We do not have school enrollment information above.  We obtained it from [NYC OpenData website](https://data.cityofnewyork.us/Education/2013-2018-Demographic-Snapshot-School/s52a-8aq6).

In [None]:
doe_school_df = pd.read_csv('doe_demographic_snapshot_school.csv')
doe_school_df.head(5)

We will filter it down to the year we are interested in (2017-18) based on the above SHSAT data, and do some cleanup.  We look at 2017-18 because the test is at the very beginning of the year:

> Registration is September 7-October 12, 2017... In 2017, tests were given October 21, 22; October 29, and November 4.

We can also filter information into Grade 8/9 enrollments:

> All students in grades eight and nine who are current New York City residents are eligible. [Source](https://www.schools.nyc.gov/school-life/learning/testing/specialized-high-school-admissions-test)

In [None]:
doe_school_df.columns = [sanitize_columns(c) for c in doe_school_df.columns]
shsat_eligible_class_size_df = doe_school_df \
    .query("year == '2017-18'") \
    [['dbn', 'grade_8', 'grade_9']]
shsat_eligible_class_size_df.head(5)

We will now combine the enrollment data with the NYTimes data.

In [None]:
combined_df = nyt_df.merge(shsat_eligible_class_size_df, on='dbn', how='left')
combined_df.head(5)

Let us run some quick sanity checks.

In [None]:
# using the fact that np.nan != np.nan
display(combined_df.query('grade_8 != grade_8 | grade_9 != grade_9'))
display(combined_df.query('numshsattesttakers > grade_8 + grade_9'))

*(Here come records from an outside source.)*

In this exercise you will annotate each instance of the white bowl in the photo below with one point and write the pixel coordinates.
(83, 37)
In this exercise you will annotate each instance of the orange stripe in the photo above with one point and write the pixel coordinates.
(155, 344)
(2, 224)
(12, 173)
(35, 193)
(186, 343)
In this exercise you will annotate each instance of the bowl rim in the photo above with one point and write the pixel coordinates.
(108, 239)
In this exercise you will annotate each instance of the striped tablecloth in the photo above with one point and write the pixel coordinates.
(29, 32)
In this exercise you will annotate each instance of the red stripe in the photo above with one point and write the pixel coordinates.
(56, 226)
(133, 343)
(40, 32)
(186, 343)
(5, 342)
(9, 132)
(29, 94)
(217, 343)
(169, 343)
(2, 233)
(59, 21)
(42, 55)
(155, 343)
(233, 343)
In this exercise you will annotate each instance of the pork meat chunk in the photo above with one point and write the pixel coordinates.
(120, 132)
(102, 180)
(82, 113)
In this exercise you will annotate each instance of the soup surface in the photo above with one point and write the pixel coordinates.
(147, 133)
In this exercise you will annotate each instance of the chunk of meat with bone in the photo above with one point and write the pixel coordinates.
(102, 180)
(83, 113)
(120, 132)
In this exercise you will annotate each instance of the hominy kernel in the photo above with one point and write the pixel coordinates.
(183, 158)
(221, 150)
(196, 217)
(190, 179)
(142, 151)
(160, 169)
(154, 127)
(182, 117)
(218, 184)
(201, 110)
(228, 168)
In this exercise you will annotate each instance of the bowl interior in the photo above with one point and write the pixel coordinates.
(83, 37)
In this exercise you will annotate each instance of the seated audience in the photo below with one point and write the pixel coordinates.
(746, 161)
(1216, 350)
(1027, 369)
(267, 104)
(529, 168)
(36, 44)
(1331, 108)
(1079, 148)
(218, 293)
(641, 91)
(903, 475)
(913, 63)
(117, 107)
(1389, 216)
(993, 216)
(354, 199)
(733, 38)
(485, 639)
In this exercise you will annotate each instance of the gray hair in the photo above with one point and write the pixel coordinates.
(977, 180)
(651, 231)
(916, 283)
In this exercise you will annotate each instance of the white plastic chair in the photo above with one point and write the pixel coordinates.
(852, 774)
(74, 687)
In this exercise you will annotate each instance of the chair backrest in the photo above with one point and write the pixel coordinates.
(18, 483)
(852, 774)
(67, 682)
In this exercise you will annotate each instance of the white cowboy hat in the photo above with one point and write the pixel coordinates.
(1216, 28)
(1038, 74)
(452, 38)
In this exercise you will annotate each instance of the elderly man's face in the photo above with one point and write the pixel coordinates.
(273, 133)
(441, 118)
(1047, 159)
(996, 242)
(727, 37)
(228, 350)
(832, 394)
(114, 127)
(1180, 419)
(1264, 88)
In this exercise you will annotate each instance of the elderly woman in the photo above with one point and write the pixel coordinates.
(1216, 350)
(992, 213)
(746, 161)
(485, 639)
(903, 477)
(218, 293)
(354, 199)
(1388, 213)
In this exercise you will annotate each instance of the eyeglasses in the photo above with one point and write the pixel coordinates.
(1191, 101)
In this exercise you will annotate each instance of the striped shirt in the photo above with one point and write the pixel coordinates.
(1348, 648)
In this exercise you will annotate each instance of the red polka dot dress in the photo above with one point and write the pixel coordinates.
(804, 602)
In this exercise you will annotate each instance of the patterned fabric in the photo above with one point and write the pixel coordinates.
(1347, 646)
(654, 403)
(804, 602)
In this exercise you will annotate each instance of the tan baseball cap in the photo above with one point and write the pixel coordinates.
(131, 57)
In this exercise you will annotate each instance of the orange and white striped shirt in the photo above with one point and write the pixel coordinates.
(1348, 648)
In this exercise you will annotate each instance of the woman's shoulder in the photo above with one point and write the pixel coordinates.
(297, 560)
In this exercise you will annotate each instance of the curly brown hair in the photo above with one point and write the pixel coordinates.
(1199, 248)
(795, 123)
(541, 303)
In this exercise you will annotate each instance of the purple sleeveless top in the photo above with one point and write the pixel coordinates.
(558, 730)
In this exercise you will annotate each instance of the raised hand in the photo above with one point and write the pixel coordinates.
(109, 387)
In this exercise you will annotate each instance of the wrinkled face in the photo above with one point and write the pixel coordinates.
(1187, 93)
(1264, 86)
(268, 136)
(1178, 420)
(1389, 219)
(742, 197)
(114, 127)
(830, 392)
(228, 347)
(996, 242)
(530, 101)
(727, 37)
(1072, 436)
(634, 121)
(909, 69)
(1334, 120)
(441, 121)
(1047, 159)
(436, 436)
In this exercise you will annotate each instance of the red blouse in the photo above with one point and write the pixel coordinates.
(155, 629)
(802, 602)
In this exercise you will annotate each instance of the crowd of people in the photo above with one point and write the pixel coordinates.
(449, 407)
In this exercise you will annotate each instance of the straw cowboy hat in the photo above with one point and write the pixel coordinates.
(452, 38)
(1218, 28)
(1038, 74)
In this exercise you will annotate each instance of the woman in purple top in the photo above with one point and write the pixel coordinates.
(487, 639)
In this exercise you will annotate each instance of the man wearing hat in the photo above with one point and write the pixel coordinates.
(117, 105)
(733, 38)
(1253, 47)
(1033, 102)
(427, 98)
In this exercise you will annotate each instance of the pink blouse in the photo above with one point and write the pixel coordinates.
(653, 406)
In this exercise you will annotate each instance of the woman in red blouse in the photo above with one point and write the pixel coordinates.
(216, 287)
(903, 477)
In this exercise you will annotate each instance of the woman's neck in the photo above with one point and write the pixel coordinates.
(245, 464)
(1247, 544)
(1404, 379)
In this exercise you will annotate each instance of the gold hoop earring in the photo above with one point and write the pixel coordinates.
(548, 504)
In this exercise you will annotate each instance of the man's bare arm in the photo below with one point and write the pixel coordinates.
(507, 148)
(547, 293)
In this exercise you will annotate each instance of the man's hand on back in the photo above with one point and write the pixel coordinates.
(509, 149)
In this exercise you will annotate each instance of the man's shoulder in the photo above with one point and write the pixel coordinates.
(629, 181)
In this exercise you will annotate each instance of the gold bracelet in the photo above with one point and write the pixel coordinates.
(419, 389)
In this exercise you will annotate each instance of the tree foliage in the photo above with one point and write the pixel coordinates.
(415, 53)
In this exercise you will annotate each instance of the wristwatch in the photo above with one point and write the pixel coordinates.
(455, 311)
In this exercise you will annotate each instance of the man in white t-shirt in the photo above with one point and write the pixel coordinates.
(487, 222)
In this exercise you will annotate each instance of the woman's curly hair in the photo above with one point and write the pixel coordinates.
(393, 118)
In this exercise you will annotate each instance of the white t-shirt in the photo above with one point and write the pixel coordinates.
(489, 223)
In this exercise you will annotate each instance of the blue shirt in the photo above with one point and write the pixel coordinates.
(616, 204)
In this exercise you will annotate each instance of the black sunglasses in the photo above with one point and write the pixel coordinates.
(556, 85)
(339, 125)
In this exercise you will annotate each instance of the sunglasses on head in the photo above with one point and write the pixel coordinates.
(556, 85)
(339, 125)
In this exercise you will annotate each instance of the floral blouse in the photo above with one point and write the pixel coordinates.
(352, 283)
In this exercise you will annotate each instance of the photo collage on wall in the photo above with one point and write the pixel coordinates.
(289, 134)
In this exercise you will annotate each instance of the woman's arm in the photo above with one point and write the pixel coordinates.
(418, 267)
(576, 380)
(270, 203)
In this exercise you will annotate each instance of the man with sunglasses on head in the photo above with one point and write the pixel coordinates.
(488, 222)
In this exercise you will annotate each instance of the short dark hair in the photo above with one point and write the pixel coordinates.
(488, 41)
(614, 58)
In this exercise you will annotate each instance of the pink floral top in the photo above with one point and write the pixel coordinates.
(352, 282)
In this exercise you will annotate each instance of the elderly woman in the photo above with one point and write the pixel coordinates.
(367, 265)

Looks good.  There are no invalid values or empty values.

Let us add a column for fraction of test takers and look at its distribution.

In [None]:
combined_df['pct_test_takers'] = (combined_df['numshsattesttakers'] * 100 \
                / (combined_df['grade_8'] + combined_df['grade_9'])).astype('int')
combined_df.head(5)

In [None]:
display(combined_df.hist('pct_test_takers', bins=20))

In [None]:
display(combined_df.boxplot('pct_test_takers'))

It looks like we have a sharp drop at around 40%.  We can use that as a cutoff, and label any school that has >40% as "successful".

Let us also have a look at how offers per student is spread out.

In [None]:
display(combined_df.hist('offersperstudent', bins=20))

In [None]:
combined_df['success_label'] = (combined_df['pct_test_takers'] > 40).astype('int')

In [None]:
display(combined_df.head())

We will save this csv file out.

In [None]:
out_df = combined_df[['dbn', 'numshsattesttakers', 'offersperstudent', 'pct_test_takers', 'success_label']]
out_df.to_csv('shsat_outcome_data.csv', index=False)